The Office for National Statistics (ONS) said a smaller fall in clothing prices than the previous month was the main contributor to the inflation uplift but falling prices for food and non-alcoholic beverages partially offset the rise.
The CPI rate has been hovering around 0% since February. It dipped below zero in April for the first time in 50 years, sending the UK briefly into deflationary territory.
Commenting on the figures, Maike Currie, associate investment director, Fidelity Personal Investing, said: “Up until today, inflation has either been flat or negative for most of this year – a far cry from the Bank of England’s 2% inflation target. This puts the rate rise debate back on the table. Low inflation has meant the Monetary Policy Committee (MPC) remains dovish on raising interest rates, but the tide could be turning on the era of ultra-low rates.
“Earlier this month, the MPC minutes showed one member, Ian McCafferty, voted in favour of an interest rate hike. And in the last few days, Kristin Forbes, another MPC member, has voiced her concerns about keeping rates at record lows saying interest rates will need to be increased before inflation hits the 2% target. The next MPC minutes on how members vote could provide some telling insight on whether Carney’s vision of a gradual trot towards higher interest rates will in fact turn into a faster gallop.”
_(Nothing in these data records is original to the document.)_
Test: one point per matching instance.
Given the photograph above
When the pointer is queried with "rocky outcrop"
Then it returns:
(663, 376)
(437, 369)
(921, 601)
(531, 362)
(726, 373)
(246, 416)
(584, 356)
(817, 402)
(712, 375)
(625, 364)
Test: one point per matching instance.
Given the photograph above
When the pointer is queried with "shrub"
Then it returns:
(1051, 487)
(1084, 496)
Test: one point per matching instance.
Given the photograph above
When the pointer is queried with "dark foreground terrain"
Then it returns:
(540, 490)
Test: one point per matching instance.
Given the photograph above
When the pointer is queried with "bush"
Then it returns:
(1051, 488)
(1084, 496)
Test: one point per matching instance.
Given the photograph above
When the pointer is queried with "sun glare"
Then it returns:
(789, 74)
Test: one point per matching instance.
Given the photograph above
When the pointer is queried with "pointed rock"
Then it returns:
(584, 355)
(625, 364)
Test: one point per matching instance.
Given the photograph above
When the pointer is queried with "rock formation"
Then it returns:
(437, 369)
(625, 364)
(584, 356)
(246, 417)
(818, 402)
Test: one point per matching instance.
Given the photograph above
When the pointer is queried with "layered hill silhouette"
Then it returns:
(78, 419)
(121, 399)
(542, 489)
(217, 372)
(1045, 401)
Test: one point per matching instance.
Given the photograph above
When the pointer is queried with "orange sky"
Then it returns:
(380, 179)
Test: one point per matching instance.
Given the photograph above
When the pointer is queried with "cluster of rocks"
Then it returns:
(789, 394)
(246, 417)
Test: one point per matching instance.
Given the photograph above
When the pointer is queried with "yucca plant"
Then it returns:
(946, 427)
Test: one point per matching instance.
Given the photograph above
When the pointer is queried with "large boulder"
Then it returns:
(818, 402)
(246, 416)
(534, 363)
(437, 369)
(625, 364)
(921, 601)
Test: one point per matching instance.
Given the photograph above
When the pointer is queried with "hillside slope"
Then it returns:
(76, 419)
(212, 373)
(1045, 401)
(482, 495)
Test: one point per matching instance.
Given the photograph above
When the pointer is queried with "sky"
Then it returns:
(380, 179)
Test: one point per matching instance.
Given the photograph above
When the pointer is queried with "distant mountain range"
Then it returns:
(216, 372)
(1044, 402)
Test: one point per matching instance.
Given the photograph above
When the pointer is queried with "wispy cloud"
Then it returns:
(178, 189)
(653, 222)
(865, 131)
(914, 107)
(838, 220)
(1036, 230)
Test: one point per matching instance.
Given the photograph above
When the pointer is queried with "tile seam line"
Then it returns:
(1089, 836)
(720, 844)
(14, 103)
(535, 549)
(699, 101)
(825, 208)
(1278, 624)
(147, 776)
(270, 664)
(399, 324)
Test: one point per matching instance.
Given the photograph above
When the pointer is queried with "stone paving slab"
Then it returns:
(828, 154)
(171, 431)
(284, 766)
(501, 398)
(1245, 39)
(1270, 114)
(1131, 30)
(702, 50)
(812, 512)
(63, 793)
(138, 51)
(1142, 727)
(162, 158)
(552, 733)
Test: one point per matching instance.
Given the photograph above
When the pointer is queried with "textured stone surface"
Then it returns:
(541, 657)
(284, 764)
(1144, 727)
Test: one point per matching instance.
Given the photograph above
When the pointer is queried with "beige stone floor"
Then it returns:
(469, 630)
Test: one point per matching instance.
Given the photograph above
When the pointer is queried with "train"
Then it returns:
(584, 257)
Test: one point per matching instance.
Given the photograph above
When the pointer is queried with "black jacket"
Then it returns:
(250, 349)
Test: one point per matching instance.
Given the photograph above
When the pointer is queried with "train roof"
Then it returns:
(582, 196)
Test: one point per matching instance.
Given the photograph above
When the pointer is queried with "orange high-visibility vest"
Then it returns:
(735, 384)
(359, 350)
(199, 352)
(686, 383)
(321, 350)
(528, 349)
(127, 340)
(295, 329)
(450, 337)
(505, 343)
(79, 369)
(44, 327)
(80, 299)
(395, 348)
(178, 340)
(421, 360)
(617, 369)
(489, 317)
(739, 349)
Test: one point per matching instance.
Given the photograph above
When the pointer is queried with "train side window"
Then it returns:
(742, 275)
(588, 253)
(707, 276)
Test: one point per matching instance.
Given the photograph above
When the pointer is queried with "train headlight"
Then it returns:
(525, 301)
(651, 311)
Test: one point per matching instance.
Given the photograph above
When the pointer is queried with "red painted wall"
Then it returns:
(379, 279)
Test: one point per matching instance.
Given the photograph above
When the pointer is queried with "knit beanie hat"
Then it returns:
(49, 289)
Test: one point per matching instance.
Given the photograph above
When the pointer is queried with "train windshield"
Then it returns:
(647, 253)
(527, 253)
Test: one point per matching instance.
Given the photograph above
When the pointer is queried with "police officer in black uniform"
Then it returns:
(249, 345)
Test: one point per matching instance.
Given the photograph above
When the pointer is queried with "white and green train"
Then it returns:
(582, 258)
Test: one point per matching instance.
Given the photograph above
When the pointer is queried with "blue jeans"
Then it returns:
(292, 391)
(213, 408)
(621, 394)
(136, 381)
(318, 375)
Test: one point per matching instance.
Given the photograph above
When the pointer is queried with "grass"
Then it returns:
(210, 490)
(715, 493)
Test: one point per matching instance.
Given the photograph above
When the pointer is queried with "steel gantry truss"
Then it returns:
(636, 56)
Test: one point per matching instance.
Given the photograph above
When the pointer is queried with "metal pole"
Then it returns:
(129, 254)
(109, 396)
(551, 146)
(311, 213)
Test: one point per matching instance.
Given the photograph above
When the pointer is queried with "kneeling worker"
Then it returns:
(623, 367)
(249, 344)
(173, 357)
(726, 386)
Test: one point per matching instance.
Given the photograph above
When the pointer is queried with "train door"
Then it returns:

Azad Zangana, senior European economist at Schroders, said: “Overall, the latest inflation figures show signs of a healthy economy that is enjoying the dividends from lower global commodity prices. The Bank of England has started to question how long interest rates can remain at current record-low levels, but in our view, is unlikely to hike rates before CPI inflation returns to at least 1%, which may not happen before the second quarter of 2016.”